L = 512 # length of signal
Fs = L  # sampling rate
Ts = 1.0/Fs # sampling interval
Max_time = 1.0 # duration of the signal
t = np.arange(0,Max_time,Ts) # time vector of length L

# generate a signal with different frequencies
ff1 = 100   # frequency 1 of the signal
ff2 = 50   # frequency 2 of the signal
w1 = 4 # weight of frequency 1
w2 = 5 # weight of frequency 2
w3 = 5 # weight of random noise
signal = w1*np.sin(2*np.pi*ff1*t)+ w2*np.sin(2*np.pi*ff2*t) # add two sine waves
signal_noise = signal + w3*np.random.normal(0,1,L) # add normal noise

kernel = np.ones(2)
python = np.convolve(signal_noise, kernel)
my_func = convol_func(kernel, signal_noise)
print('All elements of the vector are closer than tolerance:', np.allclose(python, my_func))
%timeit np.convolve(signal_noise, kernel)
%timeit convol_func(kernel, signal_noise)
All elements of the vector are closer than tolerance: True
3.19 µs ± 62.3 ns per loop (mean ± std. dev. of 7 runs, 100000 loops each)
13.2 ms ± 841 µs per loop (mean ± std. dev. of 7 runs, 100 loops each)

Wiener Filter

Comparing the smoothing filter and the Wiener filter for the purpose of removing additive normal noise

# root mean sqared distance b/w noisy signal and original 
print("RMSD of Noisy signal:", np.sum((signal_noise - signal)**2))

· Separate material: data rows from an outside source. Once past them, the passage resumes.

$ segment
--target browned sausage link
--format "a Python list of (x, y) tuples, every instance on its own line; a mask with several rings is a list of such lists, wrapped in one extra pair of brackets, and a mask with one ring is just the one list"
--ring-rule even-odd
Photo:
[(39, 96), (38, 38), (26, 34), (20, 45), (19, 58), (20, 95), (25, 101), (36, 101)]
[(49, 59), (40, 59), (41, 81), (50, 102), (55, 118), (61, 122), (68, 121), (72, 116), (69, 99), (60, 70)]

signal_w = wiener(signal_noise, mysize=3)
# root mean sqared distance b/w wiener filtered signal and original 
print("RMSD of Wiener filtered signal:", np.sum((signal_w - signal)**2)) 

n = 3
kernel = np.ones(n)/n
smooth = np.convolve(signal_noise, kernel, 'same')
# root mean sqared distance b/w smooth filtered signal and original 
print("RMSD of Smooth filtered signal:", np.sum((smooth - signal)**2)) 
RMSD of Noisy signal: 11334.218769103201
RMSD of Wiener filtered signal: 5484.109634964429
RMSD of Smooth filtered signal: 4245.718032461507

The Wiener filter appears to perform worse in this case as seen by the higher RMSD (6443.65) compared to the smoothing filter which had an RMSD of 4984.42. This means the smoothing filter is closer/has less error from the orginal.

Lynx-Hare pelt data

The data set contains the number of pelts of lynx and hare sold by the Hudson bay company over time (years).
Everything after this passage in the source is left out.